Le plan de cette Association de Crédit général réunit plusieurs idées fécondes, dont aucune n’est absolument neuve sans doute, mais qui le deviennent presque par leur combinaison. Quand l’Omnium sera devenu une réalité, ce sera le système de banque le plus complet en soi, et le plus étendu par ses ramifications, dont on ait jusqu’ici doté le monde industriel et commercial. Il y a bien en cela quelques côtés faibles, comme dans toute création humaine, et nous n’abdiquons pas ici la faculté et le devoir de les signaler un jour par une critique sérieuse, impartiale et surtout bienveillante ; mais l’idée fondamentale est bonne, la combinaison heureuse et fortement liée ; elle est praticable, elle sera réalisée, je ne dirai pas à quel moment ; mais il est bon que, dès aujourd’hui, elle se propage et se popularise.
Les fondateurs de l’Omnium, et M. de Ripert-Monclar, qui en a conçu la première pensée, ont vu que notre plus puissante association de crédit, la banque de France, ne parvient à faire accepter des billets de circulation que dans un rayon très court, qui ne dépasse guère les limites de Paris et de sa banlieue ; ils ont vu que, même avec le concours des trois ou quatre comptoirs récemment fondés par elle dans autant de villes de province, et investis du droit et des provisions nécessaires pour acquitter directement ses effets de crédit, elle n’a pas pu obtenir pour ceux-ci, à une certaine distance de la capitale, un placement abondant et avantageux. Ils en auront conclu évidemment qu’il ne suffisait pas de couvrir la France et les états européens de succursales correspondantes à la banque de l’Omnium, mais que c’était à la nature même des effets de crédit qu’il fallait s’en prendre. En conséquence, ils ont attaché à ceux qu’émettra l’Omnium un intérêt modéré, il est vrai, mais satisfaisant, d’où résultera pour eux, nous le croyons volontiers, une circulation plus active et un accueil très favorable dans les localités les plus rebelles jusqu’ici à toute combinaison de banque.

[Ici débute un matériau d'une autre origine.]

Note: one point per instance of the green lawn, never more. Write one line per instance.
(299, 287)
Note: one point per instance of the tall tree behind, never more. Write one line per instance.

Cette idée, qui n’est pas neuve, on le sait, mais sur laquelle on a bien fait de mettre la main, pour en éprouver une bonne fois la fécondité par une grande application, cette idée nous apparaît comme la base de tout le système proposé. On va voir comment toutes les autres conceptions en découlent.
Partant de cette donnée première, l’association centrale de l’Omnium, dont le siége est à Paris, s’occupe d’y organiser un comptoir général de France, lequel constituera, à son tour, dans nos grands centres d’industrie et de commerce, des comptoirs principaux ; et ceux-ci seront chargés, chacun dans sa circonscription particulière, d’établir des comptoirs de circulation dans les villes et les cantons où le besoin s’en fera sentir. La même organisation s’appliquera à l’étranger, et il y aura successivement, à mesure que le système s’acheminera vers une réalisation plus ou moins étendue, un comptoir général de Hollande, un comptoir général de Suisse, de Lombardie, de Russie, etc. Nous n’insisterons pas davantage sur la description de ce mécanisme uniforme.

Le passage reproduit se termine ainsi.